Check: Basic Mathematics Grade 11 (Sukunda Publication) Guide:
Grade 11 Basic Mathematics by Sukunda Pustak Vawan Notes and Solutions | Nepal
Also Check: Pair of Straight Lines Additional Exercise Solutions
Grade 11 Pair of Straight Lines Additional Exercise Solutions | Basic Mathematics Grade XI by Sukunda Pustak Bhawan
Disclaimer:
Answers mentioned here are not solved by teachers.

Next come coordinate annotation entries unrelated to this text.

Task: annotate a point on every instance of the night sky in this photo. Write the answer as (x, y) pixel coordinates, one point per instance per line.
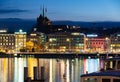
(75, 10)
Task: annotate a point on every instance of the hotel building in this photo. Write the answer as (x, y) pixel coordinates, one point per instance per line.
(115, 43)
(7, 41)
(70, 42)
(95, 44)
(20, 40)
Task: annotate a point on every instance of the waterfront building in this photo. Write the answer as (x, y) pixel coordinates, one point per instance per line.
(66, 42)
(95, 44)
(7, 41)
(36, 41)
(115, 43)
(20, 41)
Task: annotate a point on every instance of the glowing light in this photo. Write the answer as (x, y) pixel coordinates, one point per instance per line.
(75, 33)
(92, 35)
(3, 30)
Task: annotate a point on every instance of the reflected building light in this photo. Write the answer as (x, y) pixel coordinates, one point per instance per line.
(85, 66)
(3, 31)
(92, 35)
(16, 70)
(20, 71)
(5, 71)
(51, 75)
(67, 71)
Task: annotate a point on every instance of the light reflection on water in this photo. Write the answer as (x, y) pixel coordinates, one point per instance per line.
(56, 70)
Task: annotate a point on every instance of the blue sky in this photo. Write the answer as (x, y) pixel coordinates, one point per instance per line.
(75, 10)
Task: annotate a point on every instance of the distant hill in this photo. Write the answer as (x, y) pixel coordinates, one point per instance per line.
(14, 24)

These are the
solutions written by a student of Grade 11. Answers are all correct.
However, the language or process of solving the questions might be
informal and in examinations, you might have to add little more
language and show more calculations than what has been done here.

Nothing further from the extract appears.